The record links to 1 condition, with Central Precocious Puberty appearing as the primary indexed condition, and to 1 intervention — of which Debio 4326 is the first listed. Interventions can include drugs, devices, procedures, behavioral programs, or observational arms, and each is tracked as a separate registry field so that downstream queries can filter accurately. When a trial lists multiple interventions, it usually reflects a multi-arm design or a comparison protocol rather than a single treatment being tested in isolation. The brief summary published in the registry is the clearest source of protocol intent and should be read before drawing conclusions from any sidebar tags.
Geographic footprint matters for practical reasons: NCT06129539 reports 20 study locations spanning 7 distinct geographic areas — top geographies include Other, California, Texas. A larger site network tends to correlate with broader recruitment capacity, but it does not imply anything about study quality, and site-level enrollment status can diverge from the overall registry status shown above. Every data point on this page comes from the public ClinicalTrials.gov dataset and is reproduced here for reference only; it is not a medical recommendation, an endorsement of the sponsor, or an invitation to enroll. Verify current status, eligibility criteria, and contact details directly at ClinicalTrials.gov, and discuss any participation decision with your own healthcare provider.
Frequently Asked Questions
What is clinical trial NCT06129539 about?
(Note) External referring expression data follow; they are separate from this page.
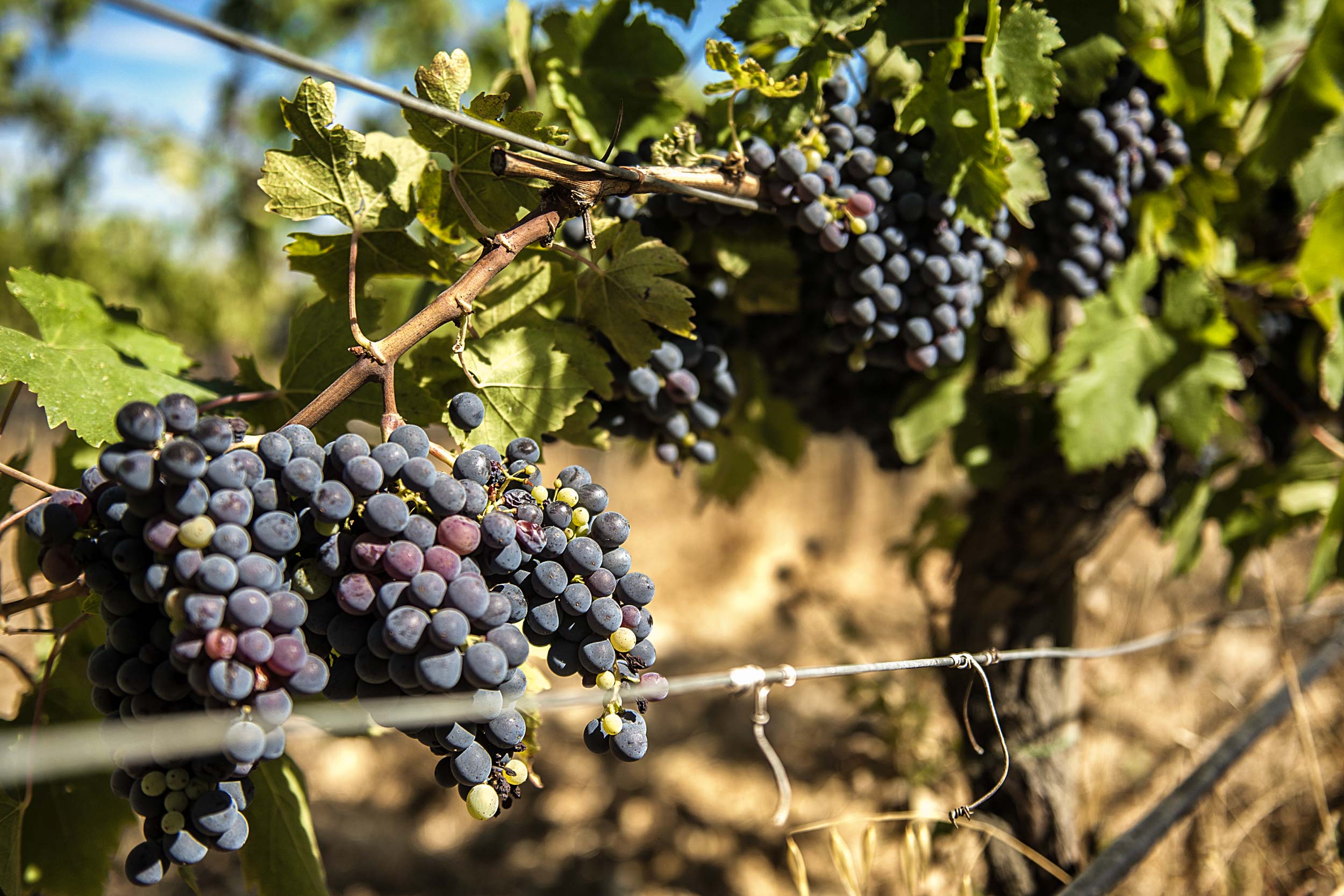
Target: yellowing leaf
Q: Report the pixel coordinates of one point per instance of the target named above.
(746, 74)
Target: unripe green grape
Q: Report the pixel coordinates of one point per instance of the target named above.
(483, 802)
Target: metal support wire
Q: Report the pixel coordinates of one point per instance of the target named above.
(74, 749)
(242, 42)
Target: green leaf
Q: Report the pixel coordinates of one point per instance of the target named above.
(1221, 19)
(512, 292)
(1191, 404)
(281, 856)
(518, 25)
(1312, 98)
(1101, 370)
(1026, 174)
(1088, 68)
(527, 386)
(1326, 559)
(318, 354)
(896, 74)
(1186, 529)
(382, 253)
(969, 156)
(746, 74)
(600, 62)
(331, 170)
(632, 291)
(928, 410)
(496, 202)
(72, 828)
(1022, 57)
(1319, 260)
(797, 20)
(1329, 370)
(581, 428)
(90, 361)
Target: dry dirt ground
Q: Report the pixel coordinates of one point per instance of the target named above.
(805, 571)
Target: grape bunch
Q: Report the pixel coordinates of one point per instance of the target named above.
(901, 276)
(1097, 160)
(679, 399)
(420, 585)
(237, 574)
(183, 535)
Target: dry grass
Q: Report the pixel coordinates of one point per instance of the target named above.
(802, 572)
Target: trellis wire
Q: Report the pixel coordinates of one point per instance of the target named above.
(81, 747)
(256, 46)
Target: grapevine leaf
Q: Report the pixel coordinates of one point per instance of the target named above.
(1026, 175)
(797, 20)
(746, 74)
(678, 147)
(69, 313)
(632, 291)
(1186, 527)
(1318, 264)
(969, 159)
(1088, 68)
(1331, 366)
(511, 293)
(1101, 370)
(518, 23)
(90, 361)
(331, 170)
(73, 827)
(582, 429)
(1221, 19)
(752, 20)
(897, 74)
(1326, 559)
(1312, 98)
(281, 856)
(928, 410)
(382, 253)
(1191, 404)
(318, 354)
(496, 202)
(1022, 57)
(1321, 171)
(527, 386)
(588, 358)
(600, 63)
(683, 10)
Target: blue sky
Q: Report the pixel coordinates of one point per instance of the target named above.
(162, 77)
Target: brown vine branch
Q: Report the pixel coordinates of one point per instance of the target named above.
(42, 693)
(63, 593)
(1318, 432)
(28, 480)
(1131, 848)
(448, 307)
(18, 515)
(589, 186)
(238, 398)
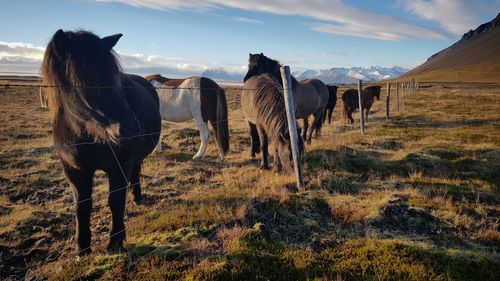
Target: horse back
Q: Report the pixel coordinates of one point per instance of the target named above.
(144, 102)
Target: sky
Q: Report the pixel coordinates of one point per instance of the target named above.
(180, 38)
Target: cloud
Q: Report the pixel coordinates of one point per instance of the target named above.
(338, 17)
(25, 58)
(247, 20)
(455, 16)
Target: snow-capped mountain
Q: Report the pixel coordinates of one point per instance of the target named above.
(332, 75)
(222, 75)
(351, 75)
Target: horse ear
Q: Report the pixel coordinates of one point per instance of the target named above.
(61, 42)
(110, 41)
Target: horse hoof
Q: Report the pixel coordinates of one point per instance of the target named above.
(197, 157)
(137, 201)
(264, 167)
(116, 248)
(82, 253)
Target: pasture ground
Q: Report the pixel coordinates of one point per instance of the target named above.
(417, 198)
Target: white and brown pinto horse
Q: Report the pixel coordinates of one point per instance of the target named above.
(197, 98)
(310, 96)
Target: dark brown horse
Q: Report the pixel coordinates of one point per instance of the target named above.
(102, 119)
(310, 96)
(351, 101)
(332, 101)
(262, 103)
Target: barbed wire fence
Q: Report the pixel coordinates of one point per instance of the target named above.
(407, 90)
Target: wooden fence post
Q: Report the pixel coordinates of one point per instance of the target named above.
(361, 115)
(292, 124)
(43, 98)
(387, 102)
(397, 96)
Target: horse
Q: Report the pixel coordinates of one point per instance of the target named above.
(310, 95)
(43, 98)
(351, 101)
(197, 98)
(332, 101)
(102, 119)
(262, 103)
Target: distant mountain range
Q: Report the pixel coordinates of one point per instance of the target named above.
(332, 75)
(222, 75)
(351, 75)
(473, 58)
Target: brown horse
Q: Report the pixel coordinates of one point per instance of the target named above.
(351, 101)
(102, 119)
(262, 103)
(310, 96)
(332, 101)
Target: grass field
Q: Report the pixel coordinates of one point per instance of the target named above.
(417, 198)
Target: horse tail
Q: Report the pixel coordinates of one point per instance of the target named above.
(222, 125)
(320, 121)
(345, 109)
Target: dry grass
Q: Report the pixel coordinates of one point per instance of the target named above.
(416, 198)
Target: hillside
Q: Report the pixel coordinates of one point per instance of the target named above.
(417, 198)
(474, 58)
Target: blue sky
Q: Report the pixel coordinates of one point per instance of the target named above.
(185, 37)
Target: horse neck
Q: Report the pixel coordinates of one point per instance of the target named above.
(101, 112)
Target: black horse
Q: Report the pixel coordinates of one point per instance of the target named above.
(103, 119)
(332, 101)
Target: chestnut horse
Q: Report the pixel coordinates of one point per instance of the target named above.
(351, 101)
(332, 101)
(310, 96)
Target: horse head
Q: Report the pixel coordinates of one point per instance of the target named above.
(377, 92)
(87, 80)
(259, 64)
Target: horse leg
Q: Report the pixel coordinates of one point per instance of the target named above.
(317, 123)
(204, 135)
(254, 138)
(264, 148)
(116, 201)
(367, 112)
(158, 147)
(277, 163)
(351, 120)
(81, 181)
(135, 183)
(330, 112)
(306, 127)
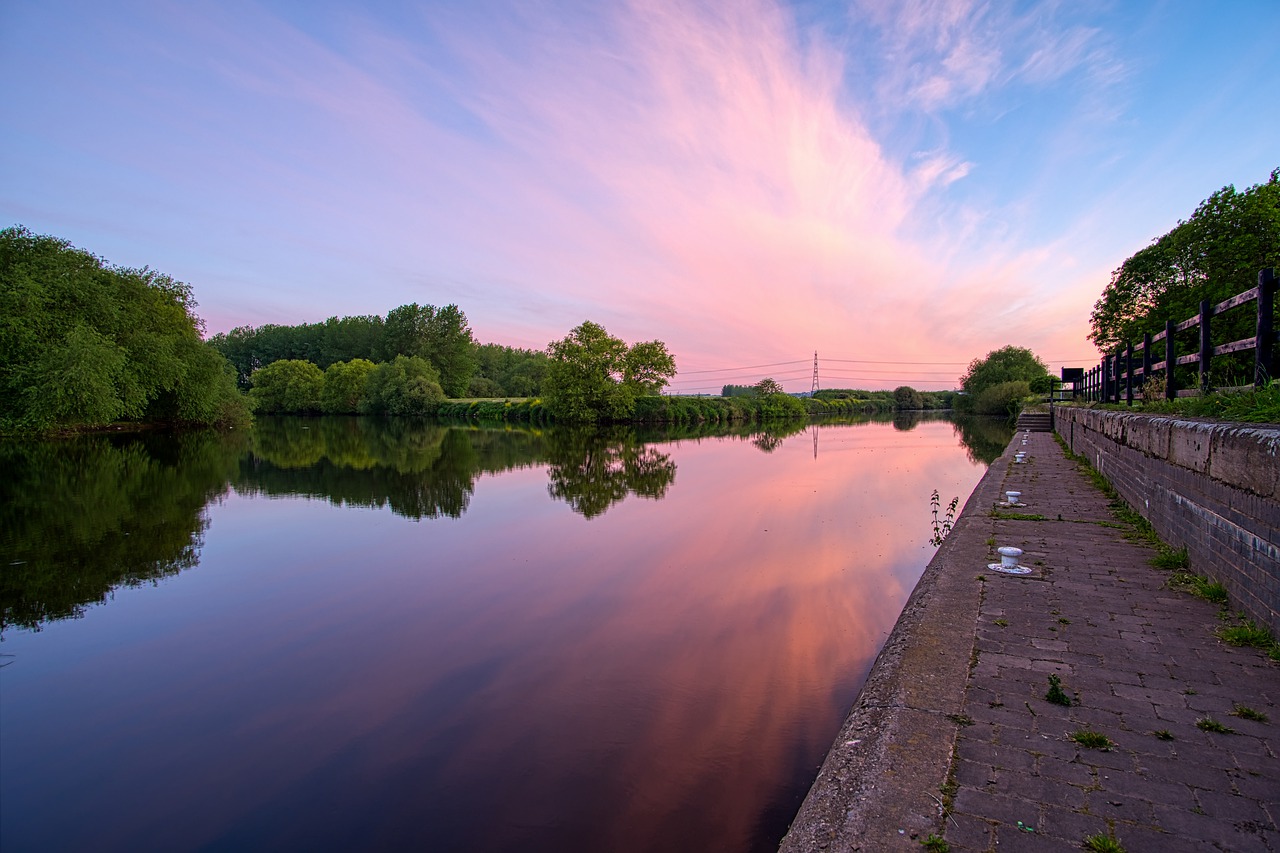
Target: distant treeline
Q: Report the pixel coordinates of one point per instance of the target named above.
(86, 345)
(439, 336)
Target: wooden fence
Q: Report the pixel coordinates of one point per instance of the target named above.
(1127, 370)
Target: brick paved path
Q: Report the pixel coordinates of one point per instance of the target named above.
(1137, 658)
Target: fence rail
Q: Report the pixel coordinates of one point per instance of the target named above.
(1130, 366)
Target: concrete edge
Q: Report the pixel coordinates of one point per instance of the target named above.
(881, 784)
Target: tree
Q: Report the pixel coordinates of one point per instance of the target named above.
(86, 343)
(767, 386)
(344, 386)
(1214, 255)
(407, 386)
(593, 375)
(1006, 364)
(908, 398)
(440, 336)
(289, 386)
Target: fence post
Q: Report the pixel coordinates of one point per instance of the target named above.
(1265, 343)
(1206, 347)
(1146, 361)
(1128, 373)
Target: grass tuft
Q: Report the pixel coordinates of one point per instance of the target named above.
(1055, 692)
(1210, 724)
(1246, 712)
(1101, 843)
(1092, 739)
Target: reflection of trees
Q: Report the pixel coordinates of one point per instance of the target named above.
(983, 438)
(417, 469)
(906, 420)
(83, 516)
(592, 470)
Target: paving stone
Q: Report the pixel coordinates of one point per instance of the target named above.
(1138, 657)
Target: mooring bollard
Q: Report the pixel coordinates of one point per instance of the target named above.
(1008, 564)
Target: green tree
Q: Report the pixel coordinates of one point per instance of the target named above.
(344, 386)
(87, 343)
(593, 375)
(407, 386)
(767, 386)
(440, 336)
(1006, 364)
(908, 398)
(1214, 255)
(289, 386)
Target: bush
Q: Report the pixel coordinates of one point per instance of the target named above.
(287, 387)
(407, 386)
(1005, 398)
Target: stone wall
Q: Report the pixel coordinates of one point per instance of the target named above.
(1211, 487)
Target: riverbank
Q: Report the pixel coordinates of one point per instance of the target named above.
(952, 734)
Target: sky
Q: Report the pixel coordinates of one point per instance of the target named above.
(897, 187)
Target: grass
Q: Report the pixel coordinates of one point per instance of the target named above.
(1246, 712)
(1261, 406)
(1091, 739)
(1246, 633)
(1101, 843)
(1210, 724)
(1018, 516)
(1055, 692)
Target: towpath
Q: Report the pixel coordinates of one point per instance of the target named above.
(955, 710)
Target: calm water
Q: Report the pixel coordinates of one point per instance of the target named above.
(338, 634)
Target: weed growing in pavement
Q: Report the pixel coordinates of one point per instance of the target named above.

NCT06129539 is a clinical study titled "A Study to Assess the Efficacy, Safety, and Pharmacokinetics of Debio 4326 in Pediatric Participants With Central Precocious Puberty (LIBELULA™ Clinical Trial)". The primary objective of this study is to evaluate the efficacy of Debio 4326 in suppressing serum luteinizing hormone (LH) to prepubertal levels 52 weeks after the first Debio 4326 injection in pediatric participants with central precocious puberty (CPP).
What is the current status of trial NCT06129539?
This trial is currently active not recruiting. It is a Phase 3 study. The enrollment target is 56 participants. The study started on 2024-07-31. Estimated completion is 2028-02.
What conditions does trial NCT06129539 study?
This clinical trial studies the following conditions: Central Precocious Puberty. These conditions were identified from the trial registry and reflect the primary focus areas of the research.
What interventions are being tested in trial NCT06129539?
The interventions under investigation include: Debio 4326 (DRUG). Each intervention is being evaluated for safety and efficacy as part of this clinical study.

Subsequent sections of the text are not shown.